In steps that point to Saudi Arabia’s concerns about Pakistan’s unsustainable national course, its fears of Iran and its renewed interest in its security relationship with the United States, the Washington Post reports that Saudi Arabia is stepping up its cooperation with Indian authorities on the sensitive question of Pakistani or Indian nationals suspected of terror activities and hiding in Saudi Arabia — in some cases people who are traveling on false documents apparently provided by people with access to the resources of the Pakistani state.
The highest profile case is that of Sayed Zabiuddin Ansari, an Indian citizen implicated in the Mumbai attacks. Known as Abu Jundal, he is an Indian citizen whose voice was allegedly heard on phone calls relaying instructions during the Mumbai terror incident. He was in Saudi Arabia on a Pakistani passport, and his handover to the Indians could not be more embarrassing for the Paks. Fasih Mehmood, another alleged Indian terrorist living in Saudi Arabia with Pakistani papers has also been arrested; he may soon follow Abu Jundal back home for interrogation and trial.
The Saudis are doing India some other favors as well, reports the Post. They want India’s help in putting pressure on Iran, and are helping India replace any oil lost as a result of declining purchases from what Saudi thinks of as the hated Persian heretics. There is even talk of Saudi good offices being used to help India expand its commercial networks in the Arab world. Historically, the Indian subcontinent had close economic links with the Arabs, and a revival of those connections would help India’s economy and partially offset China’s rising profile.
The Saudis are pretty good at foreign policy, and this shift seems to reflect several calculations.
- The Saudis are really, really worried about Iran. Helping steer India away from reflexive “non-aligned” third world opposition to western power projection in the region helps clear the path for what many Saudis deeply hope will be an effective western military strike that puts Iran in its place.
- The Saudis don’t like radical terrorism. Worries about Al-Qaeda at home and in neighboring Yemen have killed any illusions some Saudis may have had about terror groups. The Saudi state is theologically hardline but geopolitically moderate. It worries about Pakistan’s connections with terror groups and would like Pakistan to distance itself from groups whose violence endangers the Saudis at home.
- The fears of terrorism, Iran and the Arab Spring have led the Saudis to put new importance on their relationship with the US. From the Saudi point of view, with Europe weak and China very far away, the US is the only possible ally that can help the Saudis with the problems that keep them up at night.
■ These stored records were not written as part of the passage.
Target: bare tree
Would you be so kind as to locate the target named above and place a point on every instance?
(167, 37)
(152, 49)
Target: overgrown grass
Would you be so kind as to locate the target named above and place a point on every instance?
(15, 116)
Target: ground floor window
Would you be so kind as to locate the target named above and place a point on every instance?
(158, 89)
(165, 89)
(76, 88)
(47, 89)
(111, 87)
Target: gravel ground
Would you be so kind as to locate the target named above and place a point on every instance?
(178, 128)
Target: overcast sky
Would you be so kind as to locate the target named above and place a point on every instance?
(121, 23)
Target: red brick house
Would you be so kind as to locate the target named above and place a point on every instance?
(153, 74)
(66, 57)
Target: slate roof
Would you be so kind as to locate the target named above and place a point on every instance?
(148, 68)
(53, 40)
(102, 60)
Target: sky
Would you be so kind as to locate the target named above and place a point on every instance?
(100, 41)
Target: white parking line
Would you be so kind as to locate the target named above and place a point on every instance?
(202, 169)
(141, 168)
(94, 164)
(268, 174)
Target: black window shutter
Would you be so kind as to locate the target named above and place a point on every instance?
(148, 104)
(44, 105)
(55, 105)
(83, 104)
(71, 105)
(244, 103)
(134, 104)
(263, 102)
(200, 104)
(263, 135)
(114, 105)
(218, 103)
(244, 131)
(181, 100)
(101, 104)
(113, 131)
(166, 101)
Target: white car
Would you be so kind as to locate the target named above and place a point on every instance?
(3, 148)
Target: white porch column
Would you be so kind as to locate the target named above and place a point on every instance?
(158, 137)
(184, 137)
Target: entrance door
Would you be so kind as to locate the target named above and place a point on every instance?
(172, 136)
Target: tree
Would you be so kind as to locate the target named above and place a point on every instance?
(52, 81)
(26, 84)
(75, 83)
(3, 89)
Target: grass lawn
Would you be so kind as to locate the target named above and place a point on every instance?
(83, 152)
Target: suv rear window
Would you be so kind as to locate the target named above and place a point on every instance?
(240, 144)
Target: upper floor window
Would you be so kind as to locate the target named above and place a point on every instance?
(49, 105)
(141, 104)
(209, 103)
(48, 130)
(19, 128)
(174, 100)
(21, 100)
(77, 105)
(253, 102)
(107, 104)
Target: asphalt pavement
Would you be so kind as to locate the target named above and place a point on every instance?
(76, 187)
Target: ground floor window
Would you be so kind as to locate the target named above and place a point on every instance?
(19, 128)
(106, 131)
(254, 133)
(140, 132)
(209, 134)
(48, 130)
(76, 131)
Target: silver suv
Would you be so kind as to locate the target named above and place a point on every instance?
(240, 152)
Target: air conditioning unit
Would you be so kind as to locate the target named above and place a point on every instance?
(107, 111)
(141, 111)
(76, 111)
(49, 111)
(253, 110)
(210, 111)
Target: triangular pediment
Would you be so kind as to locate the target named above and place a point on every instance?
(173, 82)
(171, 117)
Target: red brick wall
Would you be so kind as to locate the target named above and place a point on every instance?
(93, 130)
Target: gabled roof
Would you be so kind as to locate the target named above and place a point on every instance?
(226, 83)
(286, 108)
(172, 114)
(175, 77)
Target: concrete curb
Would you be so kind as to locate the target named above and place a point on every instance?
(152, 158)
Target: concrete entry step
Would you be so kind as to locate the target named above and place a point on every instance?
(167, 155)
Helping India with terrorism and to pull it away from Iran pleases Washington but also strengthens the configuration of forces that the Saudi authorities think are best placed to protect their state and their regime.
But it’s as important to understand what this isn’t as to see what it is. The Saudis are not turning their backs on Pakistan completely. Ties between the two countries are extremely deep. These two Sunni Islamic states that were aligned with Washington during the Cold War and that cooperated against the Soviets in Afghanistan have a lot of history together. Many observers believe that the Saudis provided financial support and other assistance in Pakistan’s nuclear program, and there are many indications that a range of prominent Pakistani politicians nurture close links with the Saudis, links from which they derive substantial benefits of various kinds. This isn’t going anywhere, but we can expect the Saudis to use their influence to try to cool Pakistan’s ardor for using radical groups as instruments of policy.
Second, this has nothing to do with liberalism, religious moderation or democracy. A diplomatic opening to secular, democratic India doesn’t mean that women are going to get permission to drive cars in Riyadh. If anything, it may mean the opposite. When Saudi leaders take a controversial foreign policy decision that offends pious clerics at home, they often balance this by making concessions to the clerics over social policy. There is a long history in Islamic political practice of giving the ruler a free hand in foreign affairs as long as the government supports Islamic principles and practice at home; the Saudi state is pretty careful to honor its end of the bargain.
Abu Jundal’s voice was allegedly heard giving instructions to the Mumbai attackers on a phone call from Pakistan. Pakistani authorities are not at all happy that his next public remarks will be made in a courtroom in India.